Wednesday, May 10, 2017
Marshall County Assessor of Property Michelle Campbell and her staff work through stacks of property reappraisals that have been returned by the Post Office. Deadline for informal appeals is Friday, May 12, 2017.
Photo by Jay Langston

The reappraisal year has brought some challenges as well as some surprises to Marshall County.

The Marshall County Assessor of Property office has been busy over the last several days trying to answer questions generated by the reappraisal notices sent out by the state last week.

“We’ve had a lot of people come in,” said Marshall County Assessor Michelle Campbell. “Quite a few have called.”

Every five years, the state, using information on each of the county’s 16,000 separate parcels kept by the Assessor, updates the value of county property.

Some county residents received their reappraisal notices well into the informal appeal period. Campbell said that the state, which printed and mailed the notices, and the post office in Nashville where they were mailed, were trying to sort out the delay.

Some haven’t received them at all yet.

On Monday, Campbell had a stack of notices that had been returned to her office by the post office due to address errors or other delivery issues.

Campbell suggested that property owners who have not received a reappraisal notice call or email her office as soon as possible so they can get the information in time to dispute it if there is an error.

“We want to make sure everyone is reached,” she said.

Owners have until Friday, May 12, for informal appeals of the new value to be heard and processed by the Assessor’s Office.

Campbell said that was the last day they could guarantee that changes could be made. It might be possible the next week, but depends on when the state tells her that they are ready to mail out second notices to properties where adjustments have been made.

The reappraisal numbers generated by the state Division of Property have left some surprised. Some residents report increases in their appraisals by 30 percent or more.

The state bases their appraisals on the real estate markets in each county. Comparable home sales and construction growth over the last few years increased some home values substantially.

Property tax payments may not rise, though.

By state law, the county must collect approximately the same amount of money in a reappraisal year as it did the previous year, barring new construction.

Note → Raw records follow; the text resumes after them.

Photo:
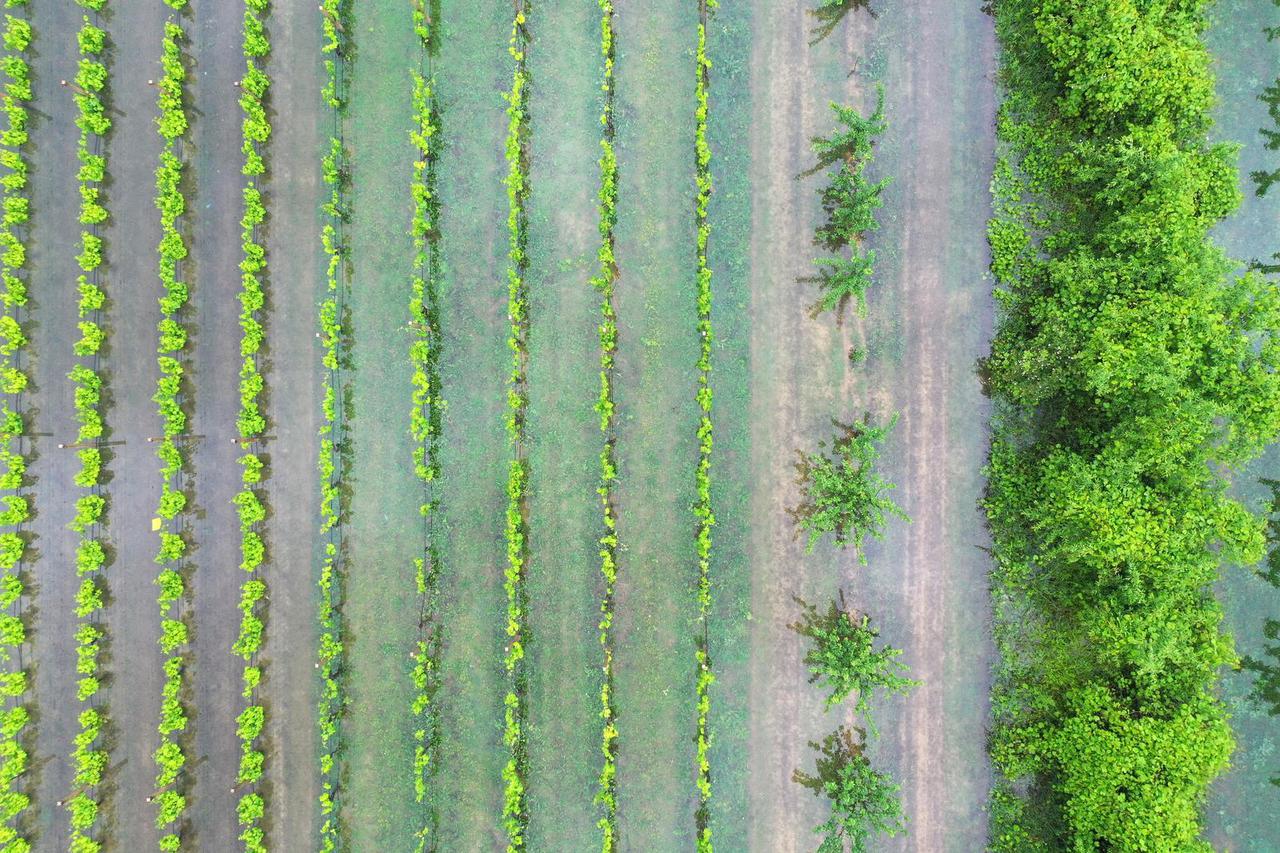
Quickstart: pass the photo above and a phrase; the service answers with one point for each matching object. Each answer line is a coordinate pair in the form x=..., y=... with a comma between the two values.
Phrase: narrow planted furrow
x=425, y=422
x=14, y=601
x=608, y=333
x=515, y=810
x=703, y=515
x=90, y=753
x=251, y=427
x=173, y=779
x=333, y=446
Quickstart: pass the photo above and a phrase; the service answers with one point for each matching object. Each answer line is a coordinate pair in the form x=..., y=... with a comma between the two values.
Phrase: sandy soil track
x=927, y=324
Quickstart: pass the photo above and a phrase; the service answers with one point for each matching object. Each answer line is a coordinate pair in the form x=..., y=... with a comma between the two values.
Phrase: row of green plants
x=251, y=425
x=14, y=201
x=703, y=514
x=845, y=497
x=172, y=783
x=515, y=810
x=603, y=281
x=88, y=751
x=425, y=422
x=330, y=708
x=1134, y=369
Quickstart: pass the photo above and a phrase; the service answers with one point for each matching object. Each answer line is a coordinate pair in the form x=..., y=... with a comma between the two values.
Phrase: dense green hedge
x=1133, y=368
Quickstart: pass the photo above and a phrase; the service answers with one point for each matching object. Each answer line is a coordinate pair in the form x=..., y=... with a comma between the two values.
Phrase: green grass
x=657, y=422
x=471, y=71
x=384, y=532
x=565, y=518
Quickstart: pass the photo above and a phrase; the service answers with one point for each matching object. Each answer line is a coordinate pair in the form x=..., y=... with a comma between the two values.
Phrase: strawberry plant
x=90, y=757
x=425, y=418
x=251, y=423
x=703, y=515
x=607, y=331
x=515, y=811
x=332, y=705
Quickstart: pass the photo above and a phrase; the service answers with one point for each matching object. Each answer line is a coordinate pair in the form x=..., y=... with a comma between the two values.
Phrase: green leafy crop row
x=250, y=424
x=603, y=281
x=14, y=200
x=170, y=758
x=333, y=702
x=515, y=810
x=425, y=415
x=88, y=753
x=703, y=514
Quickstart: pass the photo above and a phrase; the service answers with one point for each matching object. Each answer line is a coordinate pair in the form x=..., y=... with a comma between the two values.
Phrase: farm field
x=425, y=427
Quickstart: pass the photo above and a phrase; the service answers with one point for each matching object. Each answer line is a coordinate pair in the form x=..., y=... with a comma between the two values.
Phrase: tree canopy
x=1134, y=366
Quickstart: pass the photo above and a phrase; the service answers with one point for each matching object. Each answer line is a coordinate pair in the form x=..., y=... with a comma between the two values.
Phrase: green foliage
x=1134, y=369
x=703, y=514
x=515, y=810
x=850, y=203
x=863, y=801
x=842, y=492
x=607, y=333
x=250, y=422
x=844, y=658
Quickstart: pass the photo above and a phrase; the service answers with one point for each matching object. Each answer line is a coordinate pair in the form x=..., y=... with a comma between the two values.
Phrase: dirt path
x=565, y=511
x=938, y=150
x=292, y=379
x=1240, y=811
x=51, y=283
x=133, y=287
x=927, y=325
x=214, y=319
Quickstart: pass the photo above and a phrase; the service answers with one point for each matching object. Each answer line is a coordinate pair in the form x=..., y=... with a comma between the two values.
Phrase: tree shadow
x=830, y=13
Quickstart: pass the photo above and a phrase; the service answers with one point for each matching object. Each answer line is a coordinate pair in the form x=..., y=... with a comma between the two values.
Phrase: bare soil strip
x=133, y=310
x=929, y=314
x=214, y=276
x=293, y=410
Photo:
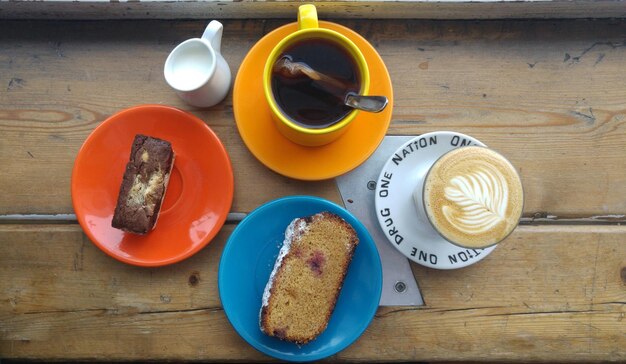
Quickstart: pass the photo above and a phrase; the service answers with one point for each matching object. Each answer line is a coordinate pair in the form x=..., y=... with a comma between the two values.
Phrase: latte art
x=482, y=199
x=472, y=196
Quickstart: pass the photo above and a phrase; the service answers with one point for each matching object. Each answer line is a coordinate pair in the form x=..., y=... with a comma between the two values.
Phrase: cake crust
x=144, y=184
x=307, y=277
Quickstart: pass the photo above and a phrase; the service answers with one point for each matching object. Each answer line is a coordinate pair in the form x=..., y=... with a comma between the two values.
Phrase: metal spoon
x=288, y=68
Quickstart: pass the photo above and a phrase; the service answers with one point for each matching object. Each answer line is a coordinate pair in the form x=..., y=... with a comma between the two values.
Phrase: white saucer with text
x=397, y=214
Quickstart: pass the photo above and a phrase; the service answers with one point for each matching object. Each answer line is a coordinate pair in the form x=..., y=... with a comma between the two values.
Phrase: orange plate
x=197, y=201
x=268, y=145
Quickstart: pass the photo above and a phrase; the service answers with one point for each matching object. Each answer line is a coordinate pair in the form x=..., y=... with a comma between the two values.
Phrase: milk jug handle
x=213, y=34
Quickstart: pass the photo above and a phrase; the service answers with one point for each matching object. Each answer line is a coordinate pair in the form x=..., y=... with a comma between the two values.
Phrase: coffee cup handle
x=213, y=34
x=307, y=17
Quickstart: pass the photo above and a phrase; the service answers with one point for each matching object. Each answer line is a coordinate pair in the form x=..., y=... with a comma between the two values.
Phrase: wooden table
x=549, y=94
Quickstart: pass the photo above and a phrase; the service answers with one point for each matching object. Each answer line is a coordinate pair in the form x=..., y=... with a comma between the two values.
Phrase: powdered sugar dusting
x=296, y=228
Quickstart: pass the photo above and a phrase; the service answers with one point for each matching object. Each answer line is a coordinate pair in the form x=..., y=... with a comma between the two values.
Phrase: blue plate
x=247, y=262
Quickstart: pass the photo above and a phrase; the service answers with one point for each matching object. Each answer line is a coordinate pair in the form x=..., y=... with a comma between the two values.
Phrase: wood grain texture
x=547, y=293
x=254, y=9
x=550, y=95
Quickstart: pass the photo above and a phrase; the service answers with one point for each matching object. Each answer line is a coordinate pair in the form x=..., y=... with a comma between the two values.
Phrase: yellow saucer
x=270, y=147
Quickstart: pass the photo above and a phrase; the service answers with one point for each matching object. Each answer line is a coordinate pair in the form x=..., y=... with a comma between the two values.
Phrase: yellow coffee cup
x=308, y=29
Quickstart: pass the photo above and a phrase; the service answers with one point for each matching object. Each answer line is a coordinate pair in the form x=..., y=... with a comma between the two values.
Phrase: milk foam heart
x=473, y=197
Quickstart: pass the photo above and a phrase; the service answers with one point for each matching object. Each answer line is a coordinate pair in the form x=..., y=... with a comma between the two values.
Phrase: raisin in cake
x=308, y=274
x=143, y=185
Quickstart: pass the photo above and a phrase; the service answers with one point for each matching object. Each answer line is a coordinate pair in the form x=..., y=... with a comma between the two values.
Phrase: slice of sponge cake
x=308, y=274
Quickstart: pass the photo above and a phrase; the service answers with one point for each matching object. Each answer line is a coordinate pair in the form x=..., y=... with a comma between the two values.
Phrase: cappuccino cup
x=472, y=196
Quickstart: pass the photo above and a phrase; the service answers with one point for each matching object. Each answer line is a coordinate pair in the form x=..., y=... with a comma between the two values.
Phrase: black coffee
x=315, y=103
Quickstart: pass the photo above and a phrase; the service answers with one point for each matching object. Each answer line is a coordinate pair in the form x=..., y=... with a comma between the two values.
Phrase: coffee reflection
x=306, y=99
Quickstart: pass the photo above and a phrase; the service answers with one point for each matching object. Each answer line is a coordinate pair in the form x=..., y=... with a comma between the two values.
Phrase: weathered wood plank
x=551, y=95
x=547, y=293
x=234, y=9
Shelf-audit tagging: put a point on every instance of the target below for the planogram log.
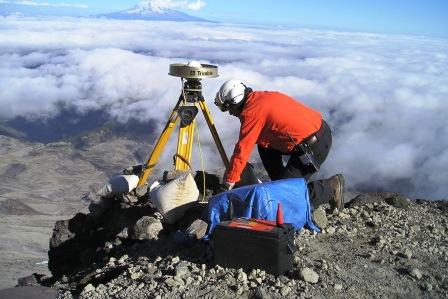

In 2016, Marshall County collected nearly $17 million.

The state Board of Equalization will present a property tax rate to the County Commission for adoption that would bring in the same amount of revenue.

With the increase in values, the tax rate will drop, with some thinking possibly as low as $2.80 per $1,000. The current county property tax rate is $3.22 per $1,000 of assessed value.

The rate had been $3.09 in 2011, but because the value of property appraisals actually declined during the 2012 reassessment, the state Board of Equalization returned the increase in order to generate the same amount of funding for the county.

For 2016, the estimated value of property in the county was roughly $520,000,000. Campbell said she still expects the final total valuation of the county to rise somewhere between 10 to 15 percent.